『読書感想文からオトナの世界が見える』恩田ひさとし

世の中には、衝撃的なウェブサービスがあるんです。

私は知りませんでしたが、テレビのニュース等に取り上げられたこともあるそうで。

 

www2k.biglobe.ne.jp

 

『自由に使える読書感想文』です。

著作権フリーの、オリジナル読書感想文を提供しているウェブサイトなんです。

児童、生徒が諸々の目的で使うことを前提としているんですね。

衝撃的です。

このウェブサイトを運営する、恩田ひさとし氏の著作を読みました。

読書感想文からオトナの世界が見える (ガクモンno近道!ぬけ道?散歩道)

読書感想文からオトナの世界が見える (ガクモンno近道!ぬけ道?散歩道)

 

『読書感想文からオトナの世界が見える』。

著者の恩田ひさとし氏は、フリーライターだそうです。

 

子供の頃、読書感想文が辛くて仕方なかった著者。

読書感想文とそれを強いる先生たちへの反感を隠しません。

「自由に書きなさい」。

「著者が言いたいことを文脈から読みなさい」。

読書感想文を指導する先生方は、だいたいそういうことを言うのですね。

でも実際は自由に書くと、評価されません。

先生の頭の中には「理想的な子供(生徒)」像があるんです。

その子供像に合致する子供を演じて、感想文を書かないといけません。

自由に書けと言いながら、自分の気に入る感想文しか認めないのです。

全然自由じゃありませんよね。

また「文脈を読む」にしても。

文脈を読むなんていうのは非常に難しい技術で、読書に慣れていない児童には無理です。

先生方は口でそう強いるばかりで、どうすれば文脈が読めるのか教えません。

難しくて、教えられないからなんですね。

自分たちも教えられないことを強いているんです。

昔から現代まで、変わらない教育現場でのダブルバインド

子供たちが読書感想文を嫌い、読書そのものが嫌いになったとしても無理はないです。

でも、嫌だと言っても書かないわけにはいかない。

それで著者は子供たちへの手助けとして、上記に挙げたウェブサイトを運営しているのですね。

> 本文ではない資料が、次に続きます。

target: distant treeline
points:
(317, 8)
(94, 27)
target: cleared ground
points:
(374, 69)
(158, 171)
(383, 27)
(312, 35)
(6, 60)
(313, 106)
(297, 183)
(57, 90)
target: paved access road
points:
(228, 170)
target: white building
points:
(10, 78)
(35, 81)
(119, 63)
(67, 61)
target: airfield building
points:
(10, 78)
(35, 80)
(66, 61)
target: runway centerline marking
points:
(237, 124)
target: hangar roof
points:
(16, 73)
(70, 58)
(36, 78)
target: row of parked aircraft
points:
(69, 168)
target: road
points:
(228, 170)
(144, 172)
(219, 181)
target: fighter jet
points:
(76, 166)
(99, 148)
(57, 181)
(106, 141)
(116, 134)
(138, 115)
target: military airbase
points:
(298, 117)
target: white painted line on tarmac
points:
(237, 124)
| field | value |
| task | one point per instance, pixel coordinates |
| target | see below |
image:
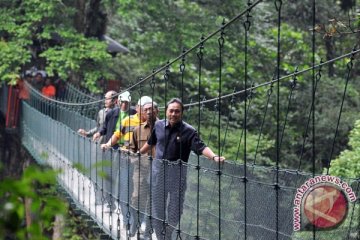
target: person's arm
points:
(134, 147)
(207, 152)
(145, 148)
(103, 129)
(112, 141)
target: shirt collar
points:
(177, 125)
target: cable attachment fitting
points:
(350, 63)
(278, 4)
(318, 74)
(201, 48)
(247, 23)
(152, 82)
(182, 65)
(293, 81)
(221, 39)
(167, 71)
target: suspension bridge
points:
(249, 196)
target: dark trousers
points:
(168, 186)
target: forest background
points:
(64, 38)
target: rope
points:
(292, 87)
(200, 58)
(247, 25)
(317, 77)
(278, 5)
(269, 93)
(221, 46)
(349, 68)
(227, 123)
(314, 86)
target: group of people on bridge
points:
(121, 127)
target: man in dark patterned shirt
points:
(174, 140)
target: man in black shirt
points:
(174, 140)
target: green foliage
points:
(36, 187)
(27, 33)
(348, 162)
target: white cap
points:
(124, 97)
(143, 100)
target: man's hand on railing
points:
(83, 132)
(96, 136)
(105, 146)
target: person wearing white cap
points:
(114, 118)
(126, 128)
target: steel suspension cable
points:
(292, 87)
(200, 58)
(232, 101)
(314, 83)
(221, 41)
(269, 94)
(250, 95)
(305, 136)
(278, 5)
(254, 87)
(165, 162)
(349, 68)
(182, 72)
(213, 120)
(138, 220)
(247, 25)
(151, 229)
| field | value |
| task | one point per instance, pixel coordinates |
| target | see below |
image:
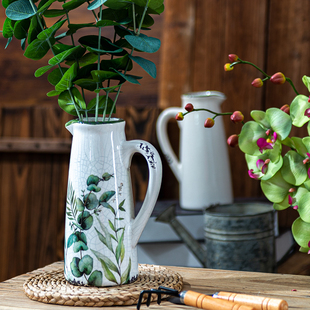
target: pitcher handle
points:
(165, 145)
(154, 183)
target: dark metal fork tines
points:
(159, 292)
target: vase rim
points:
(91, 121)
(203, 94)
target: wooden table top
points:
(295, 289)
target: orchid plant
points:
(279, 161)
(83, 64)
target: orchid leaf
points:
(20, 9)
(261, 118)
(304, 207)
(297, 110)
(299, 146)
(281, 205)
(280, 122)
(294, 171)
(276, 188)
(250, 133)
(301, 232)
(272, 167)
(306, 81)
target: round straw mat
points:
(51, 287)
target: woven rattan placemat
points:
(51, 287)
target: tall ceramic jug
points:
(203, 169)
(101, 231)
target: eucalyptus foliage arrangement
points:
(88, 63)
(278, 160)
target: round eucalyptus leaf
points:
(86, 264)
(95, 279)
(276, 188)
(79, 205)
(294, 171)
(93, 188)
(91, 202)
(81, 236)
(79, 246)
(297, 110)
(72, 239)
(250, 133)
(74, 266)
(106, 196)
(301, 232)
(92, 179)
(280, 122)
(85, 220)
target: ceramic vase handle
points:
(162, 136)
(155, 177)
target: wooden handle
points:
(257, 302)
(202, 301)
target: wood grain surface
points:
(196, 36)
(292, 288)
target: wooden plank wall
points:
(197, 36)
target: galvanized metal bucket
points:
(240, 237)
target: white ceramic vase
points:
(101, 230)
(203, 169)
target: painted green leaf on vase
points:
(79, 246)
(106, 196)
(95, 279)
(92, 179)
(74, 266)
(86, 264)
(107, 261)
(85, 219)
(91, 201)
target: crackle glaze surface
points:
(101, 232)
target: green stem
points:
(98, 68)
(210, 111)
(143, 15)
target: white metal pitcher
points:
(203, 170)
(101, 230)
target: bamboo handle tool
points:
(194, 299)
(257, 302)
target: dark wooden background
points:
(196, 36)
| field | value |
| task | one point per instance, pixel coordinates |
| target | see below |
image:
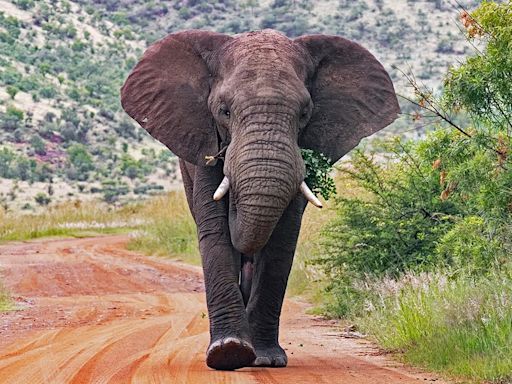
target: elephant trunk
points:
(265, 169)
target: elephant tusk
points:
(310, 195)
(222, 189)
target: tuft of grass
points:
(71, 219)
(458, 325)
(169, 229)
(6, 303)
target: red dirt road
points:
(96, 313)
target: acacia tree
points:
(444, 201)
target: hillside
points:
(63, 134)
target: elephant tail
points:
(246, 277)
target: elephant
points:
(237, 110)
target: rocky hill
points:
(63, 134)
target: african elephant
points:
(253, 100)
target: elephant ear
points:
(167, 93)
(352, 94)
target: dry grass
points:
(169, 229)
(457, 325)
(72, 219)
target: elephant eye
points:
(224, 111)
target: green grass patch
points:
(461, 326)
(6, 303)
(73, 219)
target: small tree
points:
(12, 91)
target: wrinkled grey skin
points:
(263, 96)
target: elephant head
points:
(263, 96)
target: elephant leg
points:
(230, 342)
(271, 270)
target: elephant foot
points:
(230, 353)
(270, 357)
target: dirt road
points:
(96, 313)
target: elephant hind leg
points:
(230, 353)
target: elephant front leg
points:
(230, 343)
(271, 270)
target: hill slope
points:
(62, 132)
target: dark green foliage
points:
(444, 202)
(317, 173)
(11, 119)
(38, 145)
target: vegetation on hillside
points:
(421, 257)
(62, 131)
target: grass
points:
(461, 326)
(5, 300)
(169, 229)
(72, 219)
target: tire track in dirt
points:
(96, 313)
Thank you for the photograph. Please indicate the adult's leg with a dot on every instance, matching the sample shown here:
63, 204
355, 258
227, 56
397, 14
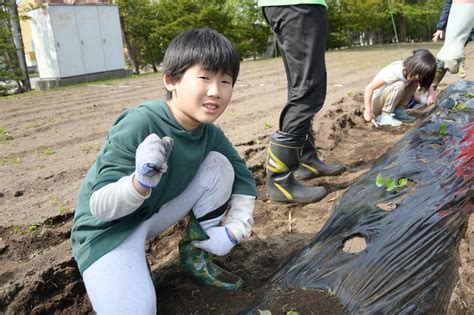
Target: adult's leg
302, 34
120, 282
457, 32
301, 31
389, 99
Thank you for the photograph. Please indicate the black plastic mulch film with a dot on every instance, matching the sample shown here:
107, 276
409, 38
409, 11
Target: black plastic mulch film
410, 263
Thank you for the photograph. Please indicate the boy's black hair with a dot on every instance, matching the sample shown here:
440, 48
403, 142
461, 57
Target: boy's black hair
421, 63
205, 47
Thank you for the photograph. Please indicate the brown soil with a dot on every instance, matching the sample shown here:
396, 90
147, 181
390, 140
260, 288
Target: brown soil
50, 139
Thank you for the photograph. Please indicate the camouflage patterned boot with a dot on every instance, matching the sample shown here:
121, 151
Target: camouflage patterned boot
198, 263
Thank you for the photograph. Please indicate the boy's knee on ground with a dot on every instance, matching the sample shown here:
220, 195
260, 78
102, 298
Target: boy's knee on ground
218, 177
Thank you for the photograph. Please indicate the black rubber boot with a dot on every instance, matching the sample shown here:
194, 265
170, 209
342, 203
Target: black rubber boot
198, 263
439, 75
310, 164
282, 161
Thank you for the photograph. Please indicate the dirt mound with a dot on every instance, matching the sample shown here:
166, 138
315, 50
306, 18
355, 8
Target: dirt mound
48, 140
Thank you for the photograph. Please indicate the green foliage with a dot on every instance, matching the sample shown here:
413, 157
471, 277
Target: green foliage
442, 130
390, 183
459, 106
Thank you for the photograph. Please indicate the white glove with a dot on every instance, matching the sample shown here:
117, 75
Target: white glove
220, 241
151, 159
239, 219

無駄にしんどい思いをするぐらいなら要領よくやってしまえ!というわけです。

もしくは頑張って書きたい生徒向けには、本書で効果的な読書感想文の書き方を教えています。

 

著者はまず先生たちを始めとする大人たちへの反感を煽りながら。

一転して、今度は彼らに媚びるような方法を提案します。

読書感想文を読む先生のタイプに合わせて、相手の喜びそうな子供像を演じて書く。

相手の好き嫌いを把握して、書く。

先生に気に入られるように。

卑屈には聞こえますね。

しかしそうして工夫をこらせば、嫌々書くより読書感想文も楽しくなる、のだそうです。

 

相手に合わせて文章を書く。

よく考えて見るとこれ、読書感想文だけに限った話じゃないんですね。

読み手を想定して、読み手に娯楽を与える文章を書くということですから。

私がまさに書いているブログ記事にしたって、目指すべきところはそこなんだと思います。

読者を喜ばせることができたら嬉しいし、書くのも楽しくなってきますよね。

子供たちにも、その楽しさがわかれば。

読書感想文を書くのが平気になるし、大人になっても文章を書くのが得意な人になれるかもしれませんね。